Она была уже не такая хорошенькая, какою показалась мне ночью. Утро безжалостно сорвало с нее всю ее ночную фантастическую прелесть. Она уже более не казалась мне феей, но ее большие светлые глаза, загадочно-прозрачные, точно глаза русалки, ее великолепные, белые, как лен, волосы и изящные черты немного надменного личика с детски-чарующей улыбкой — невольно заставляли любоваться ею.

— Что вы так пристально смотрите на меня, княжна, — засмеялась девушка, — или не признаете во мне больше таинственной лунной феи сегодня?

— Нет, нет, Ирочка, совсем не то… Я смотрю на вас потому, что вы мне ужасно нравитесь, и точно я вас знаю давным-давно!..

— Хотите жареной булки? — неожиданно оборвала она мою пылкую речь и, отломив половину только что снятой с горячих угольев булки, протянула ее мне.

Я с большим аппетитом принялась за еду, обжигая себе губы и не сводя глаз с Ирочки.

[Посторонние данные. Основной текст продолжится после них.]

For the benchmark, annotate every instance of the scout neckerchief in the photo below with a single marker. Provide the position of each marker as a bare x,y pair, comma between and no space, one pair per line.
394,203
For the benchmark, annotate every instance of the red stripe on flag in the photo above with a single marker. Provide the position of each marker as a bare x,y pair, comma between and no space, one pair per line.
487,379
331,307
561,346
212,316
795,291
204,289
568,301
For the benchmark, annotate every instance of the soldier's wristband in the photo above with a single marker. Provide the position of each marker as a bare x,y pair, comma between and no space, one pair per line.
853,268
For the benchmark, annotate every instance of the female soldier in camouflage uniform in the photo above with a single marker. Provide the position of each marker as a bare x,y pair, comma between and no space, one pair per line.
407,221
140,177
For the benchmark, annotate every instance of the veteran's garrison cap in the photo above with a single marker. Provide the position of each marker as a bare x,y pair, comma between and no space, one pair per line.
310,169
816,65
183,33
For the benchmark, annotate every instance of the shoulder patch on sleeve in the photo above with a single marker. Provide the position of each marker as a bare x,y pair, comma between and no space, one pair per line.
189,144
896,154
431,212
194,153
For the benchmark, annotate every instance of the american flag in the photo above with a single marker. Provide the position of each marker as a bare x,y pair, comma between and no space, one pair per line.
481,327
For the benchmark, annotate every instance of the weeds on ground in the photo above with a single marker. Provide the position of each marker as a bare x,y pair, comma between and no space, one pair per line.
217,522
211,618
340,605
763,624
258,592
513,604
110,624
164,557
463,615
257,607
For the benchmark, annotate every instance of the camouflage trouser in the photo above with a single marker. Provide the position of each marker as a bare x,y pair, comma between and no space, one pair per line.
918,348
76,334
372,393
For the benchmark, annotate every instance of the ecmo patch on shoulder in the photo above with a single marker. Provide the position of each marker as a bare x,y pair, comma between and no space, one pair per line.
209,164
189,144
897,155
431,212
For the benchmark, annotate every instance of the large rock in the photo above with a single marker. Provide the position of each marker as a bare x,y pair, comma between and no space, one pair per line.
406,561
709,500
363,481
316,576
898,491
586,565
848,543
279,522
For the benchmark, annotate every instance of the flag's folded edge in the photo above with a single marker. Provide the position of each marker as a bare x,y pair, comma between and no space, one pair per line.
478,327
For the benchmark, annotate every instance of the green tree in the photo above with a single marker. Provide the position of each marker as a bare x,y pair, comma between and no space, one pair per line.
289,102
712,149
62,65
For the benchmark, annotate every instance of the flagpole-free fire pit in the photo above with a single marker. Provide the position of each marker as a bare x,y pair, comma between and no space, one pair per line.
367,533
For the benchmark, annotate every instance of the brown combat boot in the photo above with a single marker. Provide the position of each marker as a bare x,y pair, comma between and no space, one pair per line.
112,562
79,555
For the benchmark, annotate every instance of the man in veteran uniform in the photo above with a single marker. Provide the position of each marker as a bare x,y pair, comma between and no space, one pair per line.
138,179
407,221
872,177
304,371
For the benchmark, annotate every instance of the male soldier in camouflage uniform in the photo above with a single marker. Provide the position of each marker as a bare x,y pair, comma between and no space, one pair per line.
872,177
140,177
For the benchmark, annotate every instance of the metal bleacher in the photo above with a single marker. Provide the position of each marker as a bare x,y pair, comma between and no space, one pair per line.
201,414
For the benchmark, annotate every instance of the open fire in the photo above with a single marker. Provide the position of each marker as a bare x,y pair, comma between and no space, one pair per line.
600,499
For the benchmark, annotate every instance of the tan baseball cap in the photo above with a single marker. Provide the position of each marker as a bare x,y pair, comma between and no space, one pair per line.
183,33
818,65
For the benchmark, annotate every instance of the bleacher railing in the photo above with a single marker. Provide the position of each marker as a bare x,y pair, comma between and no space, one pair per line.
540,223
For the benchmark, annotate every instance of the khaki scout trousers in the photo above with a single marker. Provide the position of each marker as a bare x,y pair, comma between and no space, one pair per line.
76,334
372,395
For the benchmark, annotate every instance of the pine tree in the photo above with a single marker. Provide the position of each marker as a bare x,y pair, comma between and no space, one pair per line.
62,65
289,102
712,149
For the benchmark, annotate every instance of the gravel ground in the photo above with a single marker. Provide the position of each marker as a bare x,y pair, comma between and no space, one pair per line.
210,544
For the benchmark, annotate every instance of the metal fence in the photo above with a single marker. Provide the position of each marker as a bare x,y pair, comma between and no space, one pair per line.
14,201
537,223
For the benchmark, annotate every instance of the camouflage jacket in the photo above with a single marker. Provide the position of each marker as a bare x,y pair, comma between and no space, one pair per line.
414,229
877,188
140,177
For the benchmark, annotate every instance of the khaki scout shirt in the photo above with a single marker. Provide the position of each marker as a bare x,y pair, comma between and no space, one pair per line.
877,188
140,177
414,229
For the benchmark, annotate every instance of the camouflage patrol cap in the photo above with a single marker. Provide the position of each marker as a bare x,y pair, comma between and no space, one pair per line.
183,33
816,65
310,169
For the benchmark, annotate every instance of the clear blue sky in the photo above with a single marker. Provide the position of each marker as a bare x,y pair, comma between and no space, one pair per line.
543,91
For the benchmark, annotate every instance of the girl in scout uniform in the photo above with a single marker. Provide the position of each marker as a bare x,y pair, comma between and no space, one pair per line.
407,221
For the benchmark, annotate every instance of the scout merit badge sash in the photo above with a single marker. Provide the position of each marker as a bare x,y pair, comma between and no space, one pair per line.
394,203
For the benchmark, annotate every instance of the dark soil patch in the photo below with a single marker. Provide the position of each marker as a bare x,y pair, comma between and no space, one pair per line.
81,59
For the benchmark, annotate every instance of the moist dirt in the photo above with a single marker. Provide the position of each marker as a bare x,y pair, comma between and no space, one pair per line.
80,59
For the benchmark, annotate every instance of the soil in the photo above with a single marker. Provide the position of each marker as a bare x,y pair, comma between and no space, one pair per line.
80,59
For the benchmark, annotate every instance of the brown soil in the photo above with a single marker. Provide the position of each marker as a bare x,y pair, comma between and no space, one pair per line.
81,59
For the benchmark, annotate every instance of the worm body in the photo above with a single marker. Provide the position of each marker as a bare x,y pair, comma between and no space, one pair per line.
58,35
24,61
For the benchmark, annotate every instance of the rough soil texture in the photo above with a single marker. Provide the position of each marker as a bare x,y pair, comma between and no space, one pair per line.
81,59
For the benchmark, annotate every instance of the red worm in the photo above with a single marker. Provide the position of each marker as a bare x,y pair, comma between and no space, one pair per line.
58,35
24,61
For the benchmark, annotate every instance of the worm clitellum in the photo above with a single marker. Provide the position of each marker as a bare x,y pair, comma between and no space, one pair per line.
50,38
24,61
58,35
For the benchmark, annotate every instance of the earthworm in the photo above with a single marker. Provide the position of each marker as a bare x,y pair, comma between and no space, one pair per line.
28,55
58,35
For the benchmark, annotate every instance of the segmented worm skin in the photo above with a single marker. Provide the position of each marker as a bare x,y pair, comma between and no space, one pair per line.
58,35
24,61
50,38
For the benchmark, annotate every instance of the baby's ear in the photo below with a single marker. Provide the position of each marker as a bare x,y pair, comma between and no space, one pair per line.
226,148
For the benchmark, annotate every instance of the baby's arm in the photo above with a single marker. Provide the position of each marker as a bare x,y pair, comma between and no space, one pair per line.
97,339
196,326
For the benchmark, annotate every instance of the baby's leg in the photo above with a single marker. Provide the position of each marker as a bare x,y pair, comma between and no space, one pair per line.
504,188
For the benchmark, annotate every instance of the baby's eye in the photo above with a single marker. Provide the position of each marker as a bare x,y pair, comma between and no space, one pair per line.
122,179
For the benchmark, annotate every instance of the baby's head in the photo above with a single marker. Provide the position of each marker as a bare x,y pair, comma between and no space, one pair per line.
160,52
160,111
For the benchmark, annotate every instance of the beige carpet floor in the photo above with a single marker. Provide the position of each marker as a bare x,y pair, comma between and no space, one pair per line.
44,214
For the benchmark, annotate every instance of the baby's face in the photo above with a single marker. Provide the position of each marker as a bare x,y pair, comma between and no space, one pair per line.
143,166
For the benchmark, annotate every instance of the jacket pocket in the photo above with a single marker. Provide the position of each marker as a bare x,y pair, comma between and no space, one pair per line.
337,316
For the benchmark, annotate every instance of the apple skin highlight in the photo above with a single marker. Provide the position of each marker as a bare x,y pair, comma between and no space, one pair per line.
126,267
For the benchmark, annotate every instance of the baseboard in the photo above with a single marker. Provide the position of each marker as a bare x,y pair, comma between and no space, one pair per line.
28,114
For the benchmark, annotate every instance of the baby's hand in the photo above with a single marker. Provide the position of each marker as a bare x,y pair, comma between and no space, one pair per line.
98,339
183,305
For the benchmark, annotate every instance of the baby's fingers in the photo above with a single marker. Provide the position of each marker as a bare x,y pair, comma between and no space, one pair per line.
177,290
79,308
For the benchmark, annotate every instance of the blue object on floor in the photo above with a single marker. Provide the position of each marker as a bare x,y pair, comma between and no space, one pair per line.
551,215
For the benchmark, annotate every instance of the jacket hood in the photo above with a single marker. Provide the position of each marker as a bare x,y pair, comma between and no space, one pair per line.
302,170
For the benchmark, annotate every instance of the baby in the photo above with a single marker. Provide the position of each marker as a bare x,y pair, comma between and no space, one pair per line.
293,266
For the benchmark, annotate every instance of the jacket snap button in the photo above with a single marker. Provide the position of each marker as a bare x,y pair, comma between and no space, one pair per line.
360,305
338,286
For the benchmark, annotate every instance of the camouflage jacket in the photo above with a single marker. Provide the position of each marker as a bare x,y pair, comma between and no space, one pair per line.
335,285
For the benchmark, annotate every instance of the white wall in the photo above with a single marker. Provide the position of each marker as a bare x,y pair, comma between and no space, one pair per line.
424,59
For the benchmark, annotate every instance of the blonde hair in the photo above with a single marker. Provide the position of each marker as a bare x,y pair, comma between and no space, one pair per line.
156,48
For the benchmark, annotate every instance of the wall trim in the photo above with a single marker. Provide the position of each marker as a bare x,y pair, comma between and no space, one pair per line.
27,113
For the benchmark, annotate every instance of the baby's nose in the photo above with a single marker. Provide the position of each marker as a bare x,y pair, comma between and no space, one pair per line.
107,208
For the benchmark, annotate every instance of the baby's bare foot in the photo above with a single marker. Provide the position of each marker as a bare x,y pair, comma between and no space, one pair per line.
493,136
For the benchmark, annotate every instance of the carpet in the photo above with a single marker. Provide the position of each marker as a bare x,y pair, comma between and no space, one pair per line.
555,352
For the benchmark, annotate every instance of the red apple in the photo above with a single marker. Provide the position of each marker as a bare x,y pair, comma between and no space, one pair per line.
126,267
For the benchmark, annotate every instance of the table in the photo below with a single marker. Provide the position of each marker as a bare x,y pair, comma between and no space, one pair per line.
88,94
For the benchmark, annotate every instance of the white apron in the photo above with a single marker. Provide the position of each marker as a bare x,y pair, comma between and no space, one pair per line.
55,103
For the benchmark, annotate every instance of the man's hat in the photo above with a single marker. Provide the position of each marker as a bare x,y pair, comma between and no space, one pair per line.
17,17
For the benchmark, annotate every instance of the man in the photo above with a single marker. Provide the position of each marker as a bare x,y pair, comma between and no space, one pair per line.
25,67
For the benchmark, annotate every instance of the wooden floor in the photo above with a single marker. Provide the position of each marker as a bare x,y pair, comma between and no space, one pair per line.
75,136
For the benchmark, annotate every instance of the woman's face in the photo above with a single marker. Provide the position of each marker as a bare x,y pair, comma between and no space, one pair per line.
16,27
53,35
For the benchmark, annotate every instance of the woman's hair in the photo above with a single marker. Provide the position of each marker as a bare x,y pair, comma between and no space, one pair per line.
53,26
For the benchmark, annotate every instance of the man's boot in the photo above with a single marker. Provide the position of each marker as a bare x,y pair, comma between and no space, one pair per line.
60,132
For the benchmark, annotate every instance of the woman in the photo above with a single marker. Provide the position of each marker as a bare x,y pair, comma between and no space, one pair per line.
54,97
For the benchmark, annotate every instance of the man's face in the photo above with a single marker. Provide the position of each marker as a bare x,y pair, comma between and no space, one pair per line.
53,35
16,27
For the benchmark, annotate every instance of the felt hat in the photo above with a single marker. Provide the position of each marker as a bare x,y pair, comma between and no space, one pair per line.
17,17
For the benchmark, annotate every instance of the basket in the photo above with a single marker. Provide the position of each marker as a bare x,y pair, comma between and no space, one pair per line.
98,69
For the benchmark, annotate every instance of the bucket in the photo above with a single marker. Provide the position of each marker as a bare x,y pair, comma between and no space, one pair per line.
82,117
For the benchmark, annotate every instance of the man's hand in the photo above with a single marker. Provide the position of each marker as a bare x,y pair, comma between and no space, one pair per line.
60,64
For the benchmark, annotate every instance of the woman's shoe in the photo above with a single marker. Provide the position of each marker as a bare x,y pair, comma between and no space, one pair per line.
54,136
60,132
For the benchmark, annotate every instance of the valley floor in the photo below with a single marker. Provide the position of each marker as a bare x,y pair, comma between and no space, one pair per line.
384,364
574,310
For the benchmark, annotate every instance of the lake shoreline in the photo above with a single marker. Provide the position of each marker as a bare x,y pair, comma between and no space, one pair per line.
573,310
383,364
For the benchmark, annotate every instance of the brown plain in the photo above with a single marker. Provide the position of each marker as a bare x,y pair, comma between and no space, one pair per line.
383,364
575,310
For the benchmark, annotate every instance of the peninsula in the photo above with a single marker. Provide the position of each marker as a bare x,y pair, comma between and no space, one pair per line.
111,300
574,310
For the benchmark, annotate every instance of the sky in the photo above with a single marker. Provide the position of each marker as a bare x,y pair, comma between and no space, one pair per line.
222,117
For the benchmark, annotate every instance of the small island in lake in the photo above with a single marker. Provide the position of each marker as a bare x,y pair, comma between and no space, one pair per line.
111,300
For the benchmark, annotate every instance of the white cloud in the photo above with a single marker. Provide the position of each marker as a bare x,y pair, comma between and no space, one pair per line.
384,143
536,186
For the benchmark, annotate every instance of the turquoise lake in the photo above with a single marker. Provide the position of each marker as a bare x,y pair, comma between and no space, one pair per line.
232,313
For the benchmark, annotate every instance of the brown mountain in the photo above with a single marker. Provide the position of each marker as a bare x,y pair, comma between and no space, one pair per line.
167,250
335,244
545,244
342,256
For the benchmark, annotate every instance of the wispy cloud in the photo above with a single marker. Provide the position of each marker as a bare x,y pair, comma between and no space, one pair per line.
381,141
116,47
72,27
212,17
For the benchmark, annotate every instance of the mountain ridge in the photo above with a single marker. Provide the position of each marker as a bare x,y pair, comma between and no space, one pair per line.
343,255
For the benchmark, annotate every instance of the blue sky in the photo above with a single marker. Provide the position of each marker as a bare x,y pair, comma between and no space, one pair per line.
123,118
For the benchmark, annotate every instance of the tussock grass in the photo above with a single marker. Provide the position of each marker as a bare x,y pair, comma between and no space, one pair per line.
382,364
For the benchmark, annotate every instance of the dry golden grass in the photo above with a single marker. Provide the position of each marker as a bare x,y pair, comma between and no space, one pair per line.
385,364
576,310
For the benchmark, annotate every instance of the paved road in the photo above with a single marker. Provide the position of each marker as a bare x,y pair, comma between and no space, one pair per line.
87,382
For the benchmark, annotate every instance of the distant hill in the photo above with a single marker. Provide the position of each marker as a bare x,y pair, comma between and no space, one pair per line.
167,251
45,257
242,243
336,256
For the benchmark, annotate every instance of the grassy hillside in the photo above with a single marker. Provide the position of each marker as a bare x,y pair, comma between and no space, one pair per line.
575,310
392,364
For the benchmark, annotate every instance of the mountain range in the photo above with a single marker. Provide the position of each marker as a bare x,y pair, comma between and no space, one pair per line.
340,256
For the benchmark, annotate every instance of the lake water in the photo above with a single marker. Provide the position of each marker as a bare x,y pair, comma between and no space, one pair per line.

За что я ее полюбила вдруг, внезапно — не знаю, но это чувство вполне завладело моим горячим, отзывчивым на первые впечатления сердцем.

В два часа приехал доктор. Он выслушал меня особенно тщательно, расспросил о Кавказе, о папе. Потом принялся за Ирочку. Кроме нас, больных в лазарете не было. Зато из классов их потянулась на осмотр целая шеренга.

— Франц Иванович, голубчик, — молила совершенно здоровая на вид, высокая, полная старшеклассница.

— Что прикажете, m-lle Тальмина?

— Франц Иванович, голубчик, найдите вы у меня катар желудка, катар горла, катар…

— У-ух, сколько катаров сразу! Не много ли будет? Довольно и одного, пожалуй… — засмеялся добродушно доктор.

— Голубчик, физики не начинала… А изверг-физик в последний раз обещал вызвать и кол влепить… Миленький, спасите!

— А если в постель уложу? — шутил доктор.

— Лягу, голубчик… Даже лучше в постель, доказательство болезни налицо.

— А касторку пропишу?

— Брр! Ну, куда ни шло, и касторку выпью… Касторка лучше физики…

— А вдруг maman не поверит, температуру при себе прикажет смерить? Что тогда? а? обоим нахлобучка…

— Ничего, голубчик… температура поднимется, я градусник в чай опущу: живо 40 будет.

— Ах, вы, разбойницы, — рассмеялся доктор, — ну, да уж что с вами делать… Только смотрите, чтоб в последний раз эта болезнь физики с вами приключилась, а то головой выдам кому следует: скажу, что вы вместо своей температуры чайную измеряете!

— Не скажете! — бойко отпарировала девочка, — вы добрый!

Действительно, он был добрый.

Через минуту его громкий голос взывал по адресу Матеньки:

— Сестрица сердобольная, m-lle Тальминой потогонного приготовьте, да в постель.